Me gusta mucho el personaje del señor Eben Ramsey, un pescador que un día se encuentra con la obra de Shakespeare:
¿Sabe cuál es el verso que admiro más de él? Éste: "El luminoso día ha terminado y estamos destinados a la oscuridad". ¡Ojalá hubiera sabido estas palabras el día en que vi llegar las tropas alemanas, avión tras avión, llenos de soldados, y los barcos desplegándose abajo en el puerto! Lo único que pude pensar fue "malditos sean, malditos sean", una y otra vez. Si hubiera podido pensar en el verso: "El luminoso día ha terminado y estamos destinados a la oscuridad", habría encontrado consuelo de alguna manera y habría estado preparado para ir y enfrentarme a las circunstancias, en lugar de caérseme el alma a los pies.


martes, 21 de mayo de 2013

ZEN DUST


Jose ha regresado hace unos días de Sudáfrica y, junto con un montón de historias que contar, también me ha traído un libro muy esperado: Zen Dust. A journey home through the back roads of South Africa de Antony Osler.

Antony Osler debe ser una persona muy especial, de esas a las que me gustaría mucho conocer algún día. Es un granjero del Karoo, monje zen, abogado activista por los derechos humanos, padre, esposo y muchas otras cosas que seguramente ignoro.

Su primer libro Stoep Zen, del que hablé en su día en nuestro blog de Al pie del monte mesame fascinó y este lleva el mismo camino, así que no me resisto a dejaros una pincelada del mismo para que disfrutéis.




Con una sencillez conmovedora describe su viaje Kimberley a Colesberg atravesando las polvorientas y desiertas carreteras del Karoo. Él va observando, prestando atención a lo que le rodea, a veces recordando personas y anécdotas. Los textos se acompañan de fotografías en blanco y negro. Sin muchas florituras, directo al grano, te pone en situación, hace que visualices la escena y te trasmite, sin necesidad de verbalizarlo, una reflexión filosófica. Suelen ser historias cortas, concisas, aparentemente sencillas y muy hermosas. Absolutamente zen.


Mi amigo Croft pasó unos meses en el centro de meditación Godwin Samararatne en Nilambe, es un lugar sencillo con escasos servicios a cierta distancia de la población.

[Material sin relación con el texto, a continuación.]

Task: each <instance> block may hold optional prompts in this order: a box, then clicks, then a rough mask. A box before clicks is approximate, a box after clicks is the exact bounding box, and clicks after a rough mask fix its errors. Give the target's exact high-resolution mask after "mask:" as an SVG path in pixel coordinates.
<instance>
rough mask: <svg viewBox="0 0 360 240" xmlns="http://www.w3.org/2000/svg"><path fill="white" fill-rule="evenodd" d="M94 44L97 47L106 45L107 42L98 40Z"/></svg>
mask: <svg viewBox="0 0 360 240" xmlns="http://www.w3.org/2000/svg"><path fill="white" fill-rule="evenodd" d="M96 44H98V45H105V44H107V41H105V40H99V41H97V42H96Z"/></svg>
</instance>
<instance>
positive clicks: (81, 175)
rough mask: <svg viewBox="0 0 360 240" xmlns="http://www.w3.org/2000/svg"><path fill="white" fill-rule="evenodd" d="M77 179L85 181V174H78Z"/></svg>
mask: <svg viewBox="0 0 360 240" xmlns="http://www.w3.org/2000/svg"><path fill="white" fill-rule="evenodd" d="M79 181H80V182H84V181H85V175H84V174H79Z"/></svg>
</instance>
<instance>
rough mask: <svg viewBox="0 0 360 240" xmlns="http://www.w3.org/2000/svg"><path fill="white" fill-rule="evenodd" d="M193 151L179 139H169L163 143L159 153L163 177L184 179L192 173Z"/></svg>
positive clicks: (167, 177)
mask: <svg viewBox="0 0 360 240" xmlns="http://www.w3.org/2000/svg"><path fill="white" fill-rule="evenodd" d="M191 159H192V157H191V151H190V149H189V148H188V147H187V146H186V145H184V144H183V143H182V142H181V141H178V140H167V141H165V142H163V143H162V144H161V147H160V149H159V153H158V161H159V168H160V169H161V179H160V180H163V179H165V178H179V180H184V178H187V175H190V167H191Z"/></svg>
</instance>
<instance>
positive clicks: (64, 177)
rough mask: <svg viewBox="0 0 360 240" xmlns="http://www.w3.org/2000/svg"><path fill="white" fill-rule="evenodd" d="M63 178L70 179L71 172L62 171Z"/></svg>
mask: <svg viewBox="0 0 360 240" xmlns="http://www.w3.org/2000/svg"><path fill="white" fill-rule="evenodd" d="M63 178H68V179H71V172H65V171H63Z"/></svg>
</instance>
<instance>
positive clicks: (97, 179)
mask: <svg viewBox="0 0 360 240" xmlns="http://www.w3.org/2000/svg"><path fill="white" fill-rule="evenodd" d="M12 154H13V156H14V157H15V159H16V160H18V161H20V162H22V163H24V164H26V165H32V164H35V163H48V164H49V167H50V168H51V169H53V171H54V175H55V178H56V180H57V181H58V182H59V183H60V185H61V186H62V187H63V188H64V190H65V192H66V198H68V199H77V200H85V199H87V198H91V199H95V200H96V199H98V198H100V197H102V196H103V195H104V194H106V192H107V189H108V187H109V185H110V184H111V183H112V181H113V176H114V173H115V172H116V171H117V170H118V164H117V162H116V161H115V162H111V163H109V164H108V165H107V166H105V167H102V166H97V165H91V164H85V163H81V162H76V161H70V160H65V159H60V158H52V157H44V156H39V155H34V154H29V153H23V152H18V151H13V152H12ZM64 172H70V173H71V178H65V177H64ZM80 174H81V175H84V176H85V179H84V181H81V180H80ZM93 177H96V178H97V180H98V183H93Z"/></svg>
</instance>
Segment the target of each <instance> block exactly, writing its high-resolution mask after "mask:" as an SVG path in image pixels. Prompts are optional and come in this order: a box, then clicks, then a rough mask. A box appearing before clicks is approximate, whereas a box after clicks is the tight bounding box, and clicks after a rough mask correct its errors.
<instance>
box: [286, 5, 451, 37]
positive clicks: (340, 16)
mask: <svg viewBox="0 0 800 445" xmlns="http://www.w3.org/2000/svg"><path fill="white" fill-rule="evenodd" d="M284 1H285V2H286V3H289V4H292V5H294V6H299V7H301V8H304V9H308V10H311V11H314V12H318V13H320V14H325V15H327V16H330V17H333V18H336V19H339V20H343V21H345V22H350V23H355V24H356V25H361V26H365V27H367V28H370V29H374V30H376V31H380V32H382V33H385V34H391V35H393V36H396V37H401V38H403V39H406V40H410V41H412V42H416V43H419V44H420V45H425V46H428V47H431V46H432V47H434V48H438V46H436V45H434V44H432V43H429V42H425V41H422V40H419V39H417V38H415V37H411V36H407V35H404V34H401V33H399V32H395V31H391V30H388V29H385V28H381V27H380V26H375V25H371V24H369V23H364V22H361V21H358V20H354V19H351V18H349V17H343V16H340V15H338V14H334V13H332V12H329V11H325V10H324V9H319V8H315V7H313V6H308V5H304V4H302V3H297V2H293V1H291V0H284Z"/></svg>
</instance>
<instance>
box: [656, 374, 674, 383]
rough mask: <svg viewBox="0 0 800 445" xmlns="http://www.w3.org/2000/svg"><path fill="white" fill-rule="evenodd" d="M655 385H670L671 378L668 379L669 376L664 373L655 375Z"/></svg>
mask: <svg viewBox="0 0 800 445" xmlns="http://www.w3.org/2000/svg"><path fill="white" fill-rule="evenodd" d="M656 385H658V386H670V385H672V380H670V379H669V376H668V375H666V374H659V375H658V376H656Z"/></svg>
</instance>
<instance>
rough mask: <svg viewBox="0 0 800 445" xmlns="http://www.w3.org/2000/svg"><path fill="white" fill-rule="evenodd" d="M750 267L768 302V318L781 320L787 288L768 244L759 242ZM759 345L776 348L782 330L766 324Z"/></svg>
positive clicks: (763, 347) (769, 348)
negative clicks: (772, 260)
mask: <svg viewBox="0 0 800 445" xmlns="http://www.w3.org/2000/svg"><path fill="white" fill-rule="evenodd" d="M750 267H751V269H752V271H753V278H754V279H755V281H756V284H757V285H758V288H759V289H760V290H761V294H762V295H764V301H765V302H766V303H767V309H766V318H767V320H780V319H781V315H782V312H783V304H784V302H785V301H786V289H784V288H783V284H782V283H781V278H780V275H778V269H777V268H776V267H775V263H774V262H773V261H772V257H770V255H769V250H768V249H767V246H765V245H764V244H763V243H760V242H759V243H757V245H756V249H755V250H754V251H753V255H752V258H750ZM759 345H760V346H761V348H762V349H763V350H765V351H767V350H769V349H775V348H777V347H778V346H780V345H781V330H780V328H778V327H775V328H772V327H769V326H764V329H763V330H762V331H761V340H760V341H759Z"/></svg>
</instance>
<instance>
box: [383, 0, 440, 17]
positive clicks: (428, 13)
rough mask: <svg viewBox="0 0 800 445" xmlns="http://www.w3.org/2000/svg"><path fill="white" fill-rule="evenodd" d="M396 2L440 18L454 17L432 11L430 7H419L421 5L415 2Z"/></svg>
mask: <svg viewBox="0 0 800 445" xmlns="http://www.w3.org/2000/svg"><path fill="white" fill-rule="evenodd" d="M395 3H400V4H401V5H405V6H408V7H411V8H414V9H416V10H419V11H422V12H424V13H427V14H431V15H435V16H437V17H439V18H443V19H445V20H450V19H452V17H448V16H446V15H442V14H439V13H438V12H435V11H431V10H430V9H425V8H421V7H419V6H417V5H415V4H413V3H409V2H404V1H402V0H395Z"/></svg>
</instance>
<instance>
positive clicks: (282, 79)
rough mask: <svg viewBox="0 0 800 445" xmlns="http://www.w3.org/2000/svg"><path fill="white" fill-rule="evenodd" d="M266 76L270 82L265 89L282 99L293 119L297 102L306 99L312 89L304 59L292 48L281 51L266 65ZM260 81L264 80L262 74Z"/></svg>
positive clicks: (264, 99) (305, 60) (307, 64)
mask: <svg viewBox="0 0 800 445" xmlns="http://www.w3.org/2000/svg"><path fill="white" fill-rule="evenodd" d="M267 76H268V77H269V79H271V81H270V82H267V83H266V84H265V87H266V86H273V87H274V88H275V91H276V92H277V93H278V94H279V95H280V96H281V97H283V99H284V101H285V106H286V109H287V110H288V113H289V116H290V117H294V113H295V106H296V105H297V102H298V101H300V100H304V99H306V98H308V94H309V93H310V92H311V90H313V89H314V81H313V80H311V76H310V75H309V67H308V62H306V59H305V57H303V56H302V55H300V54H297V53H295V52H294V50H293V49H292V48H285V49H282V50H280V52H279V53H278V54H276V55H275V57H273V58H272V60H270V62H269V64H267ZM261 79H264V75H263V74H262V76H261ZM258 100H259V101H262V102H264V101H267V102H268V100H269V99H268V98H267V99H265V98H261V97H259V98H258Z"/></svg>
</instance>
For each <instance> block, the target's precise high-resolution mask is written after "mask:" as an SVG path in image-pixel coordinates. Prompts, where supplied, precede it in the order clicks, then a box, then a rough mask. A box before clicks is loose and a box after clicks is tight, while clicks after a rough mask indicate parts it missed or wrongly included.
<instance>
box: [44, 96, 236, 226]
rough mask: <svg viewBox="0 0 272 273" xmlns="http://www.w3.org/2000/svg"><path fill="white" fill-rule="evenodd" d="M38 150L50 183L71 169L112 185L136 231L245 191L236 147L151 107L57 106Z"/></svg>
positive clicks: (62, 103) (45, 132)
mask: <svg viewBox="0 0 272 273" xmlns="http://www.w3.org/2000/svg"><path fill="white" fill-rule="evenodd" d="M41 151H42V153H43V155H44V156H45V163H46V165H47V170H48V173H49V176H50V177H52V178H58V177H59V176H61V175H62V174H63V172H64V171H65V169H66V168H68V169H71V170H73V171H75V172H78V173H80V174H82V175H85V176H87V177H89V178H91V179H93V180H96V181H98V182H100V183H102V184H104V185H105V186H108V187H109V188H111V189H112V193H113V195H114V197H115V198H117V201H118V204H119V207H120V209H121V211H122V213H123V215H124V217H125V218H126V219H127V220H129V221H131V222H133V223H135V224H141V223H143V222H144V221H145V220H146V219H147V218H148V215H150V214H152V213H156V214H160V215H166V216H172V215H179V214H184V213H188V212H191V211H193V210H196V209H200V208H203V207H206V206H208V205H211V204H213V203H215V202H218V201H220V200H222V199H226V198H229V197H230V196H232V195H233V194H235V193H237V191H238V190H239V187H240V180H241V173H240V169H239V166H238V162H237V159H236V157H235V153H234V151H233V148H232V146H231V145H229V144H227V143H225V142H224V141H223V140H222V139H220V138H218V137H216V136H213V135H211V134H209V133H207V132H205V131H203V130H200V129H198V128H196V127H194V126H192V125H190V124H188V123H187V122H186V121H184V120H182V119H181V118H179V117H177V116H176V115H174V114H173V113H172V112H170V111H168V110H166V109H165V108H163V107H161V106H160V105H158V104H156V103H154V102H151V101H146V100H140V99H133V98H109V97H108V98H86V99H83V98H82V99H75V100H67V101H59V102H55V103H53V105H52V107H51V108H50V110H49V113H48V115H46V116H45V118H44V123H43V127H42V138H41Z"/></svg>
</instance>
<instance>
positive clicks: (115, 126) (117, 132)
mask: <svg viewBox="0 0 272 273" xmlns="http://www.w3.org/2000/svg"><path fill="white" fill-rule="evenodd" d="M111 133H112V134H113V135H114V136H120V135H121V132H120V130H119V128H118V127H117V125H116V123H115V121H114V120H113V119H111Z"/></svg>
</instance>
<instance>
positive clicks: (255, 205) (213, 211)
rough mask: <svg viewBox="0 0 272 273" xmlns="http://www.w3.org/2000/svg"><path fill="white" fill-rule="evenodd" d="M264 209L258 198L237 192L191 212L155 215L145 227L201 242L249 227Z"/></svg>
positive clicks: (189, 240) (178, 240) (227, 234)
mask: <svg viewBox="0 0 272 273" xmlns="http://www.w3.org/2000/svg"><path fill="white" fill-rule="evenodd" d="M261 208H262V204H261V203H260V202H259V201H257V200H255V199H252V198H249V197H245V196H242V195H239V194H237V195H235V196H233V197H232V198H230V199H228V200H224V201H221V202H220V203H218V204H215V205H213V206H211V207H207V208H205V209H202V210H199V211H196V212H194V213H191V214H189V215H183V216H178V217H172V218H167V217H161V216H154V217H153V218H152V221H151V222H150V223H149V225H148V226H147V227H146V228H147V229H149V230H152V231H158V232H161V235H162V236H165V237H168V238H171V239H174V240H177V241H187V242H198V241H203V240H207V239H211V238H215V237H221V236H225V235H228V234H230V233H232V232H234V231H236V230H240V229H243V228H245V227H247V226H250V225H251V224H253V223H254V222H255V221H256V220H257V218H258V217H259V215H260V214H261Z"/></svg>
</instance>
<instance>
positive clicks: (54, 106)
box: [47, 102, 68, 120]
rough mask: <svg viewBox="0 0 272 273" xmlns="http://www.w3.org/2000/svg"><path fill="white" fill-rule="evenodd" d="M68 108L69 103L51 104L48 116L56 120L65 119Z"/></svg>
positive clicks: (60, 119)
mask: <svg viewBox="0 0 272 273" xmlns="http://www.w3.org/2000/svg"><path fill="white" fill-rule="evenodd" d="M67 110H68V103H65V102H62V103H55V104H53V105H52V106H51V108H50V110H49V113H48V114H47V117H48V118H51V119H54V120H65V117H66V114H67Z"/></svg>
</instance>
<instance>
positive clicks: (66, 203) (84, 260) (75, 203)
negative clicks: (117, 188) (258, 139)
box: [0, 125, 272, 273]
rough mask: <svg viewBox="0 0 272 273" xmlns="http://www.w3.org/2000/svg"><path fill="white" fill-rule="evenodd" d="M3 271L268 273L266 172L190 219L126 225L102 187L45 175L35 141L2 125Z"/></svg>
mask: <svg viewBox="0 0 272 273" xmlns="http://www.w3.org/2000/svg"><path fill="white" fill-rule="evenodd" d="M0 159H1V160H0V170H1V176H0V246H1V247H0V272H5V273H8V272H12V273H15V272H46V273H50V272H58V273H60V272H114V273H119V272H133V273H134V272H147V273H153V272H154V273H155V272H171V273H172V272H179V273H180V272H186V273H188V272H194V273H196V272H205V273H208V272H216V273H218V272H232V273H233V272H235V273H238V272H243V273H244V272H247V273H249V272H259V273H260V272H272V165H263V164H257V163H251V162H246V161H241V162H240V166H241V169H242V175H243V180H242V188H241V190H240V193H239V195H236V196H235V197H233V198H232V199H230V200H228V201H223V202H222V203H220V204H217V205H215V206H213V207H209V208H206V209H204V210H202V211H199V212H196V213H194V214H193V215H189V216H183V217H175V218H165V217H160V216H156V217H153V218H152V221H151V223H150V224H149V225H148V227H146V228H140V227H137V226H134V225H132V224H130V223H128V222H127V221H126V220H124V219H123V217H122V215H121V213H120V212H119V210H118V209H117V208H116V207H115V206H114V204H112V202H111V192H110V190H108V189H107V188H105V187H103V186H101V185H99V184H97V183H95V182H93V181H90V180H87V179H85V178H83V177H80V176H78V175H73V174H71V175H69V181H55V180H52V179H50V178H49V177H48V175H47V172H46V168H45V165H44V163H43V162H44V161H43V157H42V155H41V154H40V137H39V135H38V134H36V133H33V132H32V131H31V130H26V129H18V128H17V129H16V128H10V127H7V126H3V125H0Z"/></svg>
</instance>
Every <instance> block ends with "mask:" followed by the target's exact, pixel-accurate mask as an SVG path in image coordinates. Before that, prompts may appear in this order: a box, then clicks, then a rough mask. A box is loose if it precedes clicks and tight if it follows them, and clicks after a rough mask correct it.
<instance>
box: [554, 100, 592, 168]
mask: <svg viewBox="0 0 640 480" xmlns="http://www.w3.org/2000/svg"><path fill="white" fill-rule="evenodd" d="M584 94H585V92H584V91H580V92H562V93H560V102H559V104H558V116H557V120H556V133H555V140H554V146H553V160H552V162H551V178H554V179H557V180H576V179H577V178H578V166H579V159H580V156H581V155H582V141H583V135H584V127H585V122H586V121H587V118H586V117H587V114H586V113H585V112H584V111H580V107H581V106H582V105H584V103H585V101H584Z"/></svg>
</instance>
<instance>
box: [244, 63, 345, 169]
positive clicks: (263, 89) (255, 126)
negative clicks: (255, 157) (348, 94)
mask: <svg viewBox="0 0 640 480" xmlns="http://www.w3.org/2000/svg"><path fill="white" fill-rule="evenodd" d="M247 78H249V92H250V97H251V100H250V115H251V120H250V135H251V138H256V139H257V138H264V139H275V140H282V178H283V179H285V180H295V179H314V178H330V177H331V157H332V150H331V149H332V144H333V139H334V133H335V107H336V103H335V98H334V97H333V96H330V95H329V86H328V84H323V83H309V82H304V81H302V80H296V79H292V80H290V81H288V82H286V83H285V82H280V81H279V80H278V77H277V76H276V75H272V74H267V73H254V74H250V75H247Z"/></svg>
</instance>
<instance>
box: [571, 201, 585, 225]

Una tarde se produjo una discusión entre algunos de los residentes europeos debido a un taxista que debía recogerles y llevarles de compras a la ciudad, pero que  no lo hizo. Ellos estaban allí dando vueltas culpando al  taxista, echando pestes de Sri Lanka,  quejándose de la situación, cuando Godwin apareció con su paraguas bajo el brazo y les preguntó qué pasaba. Ellos le contaron que el taxista les había dejado tirados. "Oh"- dijo Godwin. Abrió su paraguas y empezó a caminar colina abajo hacia la ciudad, un hombre de tez oscura con túnica blanca bajo un brillante disco amarillo. Al cabo de un rato, los otros le siguieron.

My friend Croft once spent a few months at Godwin Samararatne's meditation center at Nilambe, a simple place with few facilities some distance from town. One afternoon an argument broke out among some of the European residents about a taxi driver who was meant to pick them up and take them shopping but didn't. They were standing around blaming the driver, blaming Sri Lanka, blaming their situation, when Godwin walked up with his umbrella under his arm and asked what the problem was. They told him how the taxi driver had let them down. "Oh", said Godwin. He openend his umbrella and began to walk down the hill to the town, a dark man in white robes under a bright yellow disc. After a while, they followed him.